Static compilation

leoalvar · September 22, 2021, 5:30pm

There is a posibility of generating static compilation of programas with gcc or gfortran for guaranteing the portability of programs to any Linux distribution?

FeRDNYC · October 1, 2021, 7:35am

Welcome, @leoalvar !

The answer is, yes… but also no. To a certain extent, it’s possible — but there are some pretty big conditions and caveats. It’s both more difficult and less effective, in practice, than it might seem at first glance. Rarely does it turn out to be what you really want to do.

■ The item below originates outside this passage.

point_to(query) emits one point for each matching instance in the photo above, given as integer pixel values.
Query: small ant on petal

In order to have a fully static binary, you not only have to compile the program statically, but you need to have compiled all of its dependencies statically. And all of their dependencies. And all of their dependencies’ dependencies. And so on, and so on…

And once you’ve done that, you’ll have a giant binary that will load all of those dependencies into memory all at once when you run it, instead of (as is the case with shared libraries) only loading what’s required.

Plus, there are limits to how far you can take it:

If your application is a graphical program, it’s possible (though not especially recommended by most of these library projects) to statically link it with libjpeg, libpng, zlib, the ffmpeg libraries, etc. Presumably Gtk+ too, though I’m not sure.
It’s even possible to create static builds of Qt. (Although that’s really targeted almost exclusively towards embedded/automotive applications, and not something anyone should be considering for a desktop Linux application.)
But you can’t bring, say, your own video card drivers, because if the ones linked in your binary don’t match the version running on the system the hardware will reject any attempts to access it.
And you should NEVER statically link in security libraries like libcrypto or OpenSSL. Because when the next Heartbleed is discovered and everyone is scrambling to update their libraries with the patched version that mitigates that vulnerability, your statically-linked binary with the old version lurking inside suddenly becomes an attack vector, and a threat to any system it’s running on.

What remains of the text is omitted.